4. Preventing Bribery
The trick is to get the visual presence of the food out of the learning picture as soon as possible. For example, when lure-training (think cookie on the dog’s nose and over his head to achieve a sit), you want to get the cookie off his nose just as soon as you see him grasp the physical mechanics of the behavior. At that point, start using the same gesture minus the cookie, and reward the dog with a treat from your pocket once his rear is on the floor. This helps teach the dog the important lesson that he must successfully do the work before you’re willing to dole out the reward.
Another important tip for preventing accidental bribery is to make sure you have your dog’s attention before asking him to do something. Often, people resort to bribery because the dog didn’t respond the first time they asked – but when they asked, the dog wasn’t even paying attention. Try to avoid talking to your dog’s tail end!

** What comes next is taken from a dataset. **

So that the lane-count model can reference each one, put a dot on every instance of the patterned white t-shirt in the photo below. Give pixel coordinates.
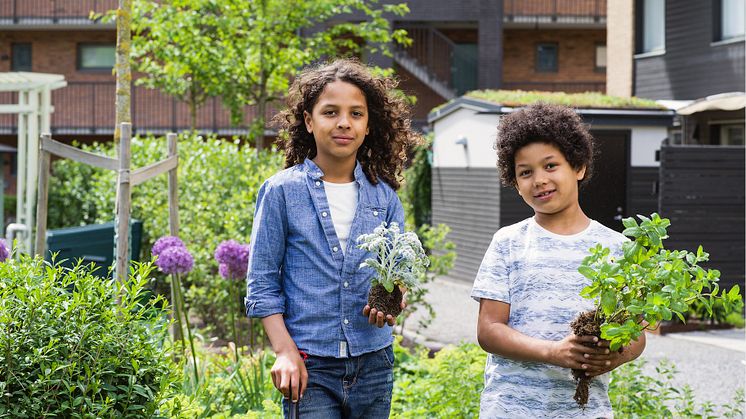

Before asking your dog to sit, lie down, or come when you call him, do your best to make sure he’s looking at you. Teach him to respond quickly to his name, so that when he’s distracted, using his name will prompt him to check in, at which point you can ask for the next behavior. You want him to respond to his name with the same enthusiasm that he responds to the words “Do you want a treat?”

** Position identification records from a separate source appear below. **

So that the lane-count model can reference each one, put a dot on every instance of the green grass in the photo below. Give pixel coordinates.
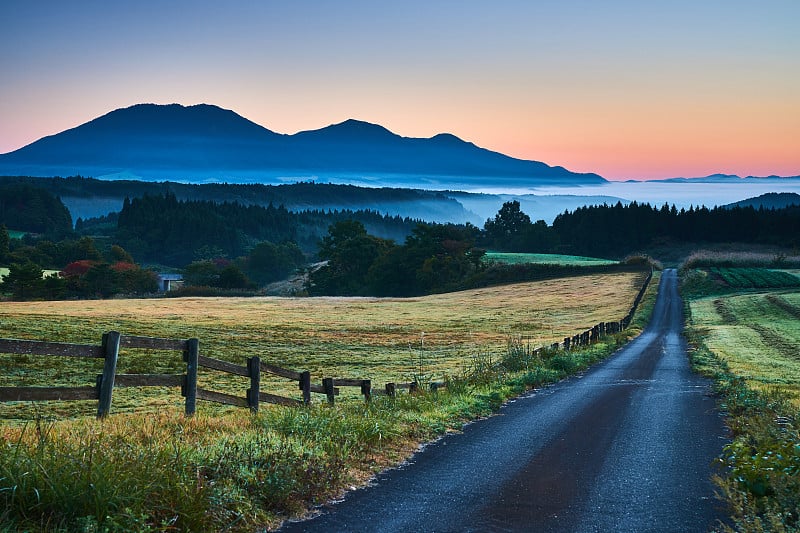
(382, 339)
(546, 259)
(227, 470)
(755, 278)
(750, 343)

5. Using Life Rewards in Addition to Food Treats
Once your dog is reliably responding to your hand-signals, begin to vary how he gets his rewards. Sometimes use a treat, but often times, use something else he’s telling you he wants – like his leash put on to go for a walk, his favorite toy to be thrown, or an invitation to join you on the couch for snuggle time. By using these types of “life rewards,” you’re teaching your dog that keeping you happy by complying with your requests is the key to opening the door to everything good in his world – not just food treats! This also allows you to use food randomly – as a surprise – which is extremely exciting for dogs, and often motivates them to work even harder.
Tricks of the Trade Treat Tips
- Use soft treats and make them small – about the size of a pea. Small, soft treats can be eaten quickly, which aids in your timing as a trainer. Using small treats allows you to be generous without over-feeding your dog. Dogs don’t care how big each cookie is; they’re more impressed by how many they get.
- Try different types of treats. A dog treat doesn’t have to be labeled as such on the package. Bits of cooked meats, cheese, hotdogs, pasta, dry cereal and even fruits and vegetables can be rewarding to dogs. Experiment to discover what really excites him.
- Remember that what’s exciting at home may fail in comparison to the distracting sights and smells out in public. Save your “extra special’ treats for training in distracting environments.
- Get into the habit of petting your dog as you deliver the treat. Don’t simply be a Pez dispenser. When you consistently pair petting with treats, you raise the value of your touch. Now you have another way to pay your dog: petting!
- If your dog has dietary restrictions and cannot tolerate many foods besides his kibble, you can use kibble for his training. To make it seem more interesting, put some in a baggie with a few chunks of cut up hot dog. The kibble will take on the hot dog smell.
- Don’t overdo it! The goal is to achieve a trained dog – not a trained, yet pudgy pupdog! Consider cutting back a bit on what goes into your dog’s food bowl and/or set aside a portion of his kibble and use that for training.